**Refactored Tokenization**
- Faster tokenization speed: Using batched tokenization for training & inference - Now, all sentences in a batch are tokenized simoultanously.
- Usage of the `SentencesDataset` no longer needed for training. You can pass your train examples directly to the DataLoader:
python
train_examples = [InputExample(texts=['My first sentence', 'My second sentence'], label=0.8),
InputExample(texts=['Another pair', 'Unrelated sentence'], label=0.3)]
train_dataloader = DataLoader(train_examples, shuffle=True, batch_size=16)
- If you use a custom torch DataSet class: The dataset class must now return `InputExample` objects instead of tokenized texts
- Class `SentenceLabelDataset` has been updated to new tokenization flow: It returns always two or more `InputExamples` with the same label
**Asymmetric Models**
Add new `models.Asym` class that allows different encoding of sentences based on some tag (e.g. *query* vs *paragraph*). Minimal example:
python
word_embedding_model = models.Transformer(base_model, max_seq_length=250)
pooling_model = models.Pooling(word_embedding_model.get_word_embedding_dimension())
d1 = models.Dense(word_embedding_model.get_word_embedding_dimension(), 256, bias=False, activation_function=nn.Identity())
d2 = models.Dense(word_embedding_model.get_word_embedding_dimension(), 256, bias=False, activation_function=nn.Identity())

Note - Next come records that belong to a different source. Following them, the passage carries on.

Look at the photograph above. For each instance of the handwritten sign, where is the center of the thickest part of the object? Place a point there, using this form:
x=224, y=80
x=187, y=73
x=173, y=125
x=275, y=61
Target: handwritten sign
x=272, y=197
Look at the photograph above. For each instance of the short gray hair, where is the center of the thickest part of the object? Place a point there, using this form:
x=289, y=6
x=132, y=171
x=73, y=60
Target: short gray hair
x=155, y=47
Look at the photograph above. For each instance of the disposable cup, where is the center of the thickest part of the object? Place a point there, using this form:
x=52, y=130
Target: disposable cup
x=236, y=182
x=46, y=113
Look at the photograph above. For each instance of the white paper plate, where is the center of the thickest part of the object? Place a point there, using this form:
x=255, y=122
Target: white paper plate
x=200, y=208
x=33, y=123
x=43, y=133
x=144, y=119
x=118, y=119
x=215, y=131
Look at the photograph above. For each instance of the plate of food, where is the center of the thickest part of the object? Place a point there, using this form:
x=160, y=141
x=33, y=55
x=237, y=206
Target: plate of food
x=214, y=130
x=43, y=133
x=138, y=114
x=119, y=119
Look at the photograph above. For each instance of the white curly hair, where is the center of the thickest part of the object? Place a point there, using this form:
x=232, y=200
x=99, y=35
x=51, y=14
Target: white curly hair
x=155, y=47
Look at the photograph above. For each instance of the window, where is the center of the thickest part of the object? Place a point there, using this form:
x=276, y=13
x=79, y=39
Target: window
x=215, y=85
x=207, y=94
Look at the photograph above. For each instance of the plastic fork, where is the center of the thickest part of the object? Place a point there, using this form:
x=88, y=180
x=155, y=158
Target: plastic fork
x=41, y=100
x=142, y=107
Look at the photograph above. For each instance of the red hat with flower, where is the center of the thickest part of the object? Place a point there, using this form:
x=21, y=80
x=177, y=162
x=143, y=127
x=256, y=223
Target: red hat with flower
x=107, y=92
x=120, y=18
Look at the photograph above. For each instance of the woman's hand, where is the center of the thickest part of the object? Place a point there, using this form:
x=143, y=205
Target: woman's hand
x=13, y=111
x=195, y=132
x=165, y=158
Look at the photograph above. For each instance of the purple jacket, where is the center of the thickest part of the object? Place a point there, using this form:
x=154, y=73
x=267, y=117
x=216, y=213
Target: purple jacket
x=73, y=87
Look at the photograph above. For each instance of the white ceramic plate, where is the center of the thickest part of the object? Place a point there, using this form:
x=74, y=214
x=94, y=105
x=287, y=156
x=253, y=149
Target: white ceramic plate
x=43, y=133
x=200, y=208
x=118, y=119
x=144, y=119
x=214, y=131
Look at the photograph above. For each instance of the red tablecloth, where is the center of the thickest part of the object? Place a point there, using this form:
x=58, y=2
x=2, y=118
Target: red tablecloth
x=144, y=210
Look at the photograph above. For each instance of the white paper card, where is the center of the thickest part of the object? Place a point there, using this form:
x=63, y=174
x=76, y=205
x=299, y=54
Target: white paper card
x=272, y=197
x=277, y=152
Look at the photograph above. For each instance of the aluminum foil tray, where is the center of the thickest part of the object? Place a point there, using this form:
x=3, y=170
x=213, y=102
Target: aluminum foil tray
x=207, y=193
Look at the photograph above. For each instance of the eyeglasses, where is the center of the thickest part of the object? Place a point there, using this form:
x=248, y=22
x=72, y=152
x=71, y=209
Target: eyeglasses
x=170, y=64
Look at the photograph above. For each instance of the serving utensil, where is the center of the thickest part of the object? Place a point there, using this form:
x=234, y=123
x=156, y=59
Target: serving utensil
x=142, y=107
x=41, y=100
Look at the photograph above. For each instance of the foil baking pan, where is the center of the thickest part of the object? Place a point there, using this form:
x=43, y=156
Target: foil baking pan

asym_model = models.Asym({'QRY': [d1], 'DOC': [d2]})
model = SentenceTransformer(modules=[word_embedding_model, pooling_model, asym_model])
Your input examples have to look like this:
inp_example = InputExample(texts=[{'QRY': 'your query'}, {'DOC': 'your document text'}], label=1)
Encoding (Note: Mixed inputs are not allowed)
model.encode([{'QRY': 'your query1'}, {'QRY': 'your query2'}])
Inputs that have the key 'QRY' will be passed through the `d1` dense layer, while inputs with they key 'DOC' through the `d2` dense layer.
More documentation on how to design asymmetric models will follow soon.
**New Namespace & Models for Cross-Encoder**
Cross-Encoder are now hosted at [https://huggingface.co/cross-encoder](https://huggingface.co/cross-encoder). Also, new [pre-trained models](https://www.sbert.net/docs/pretrained_cross-encoders.html) have been added for: NLI & QNLI.
**Logging**
Log messages now use a custom logger from `logging` thanks to PR 623. This allows you which log messages you want to see from which components.
**Unit tests**
A lot more unit tests have been added, which test the different components of the framework.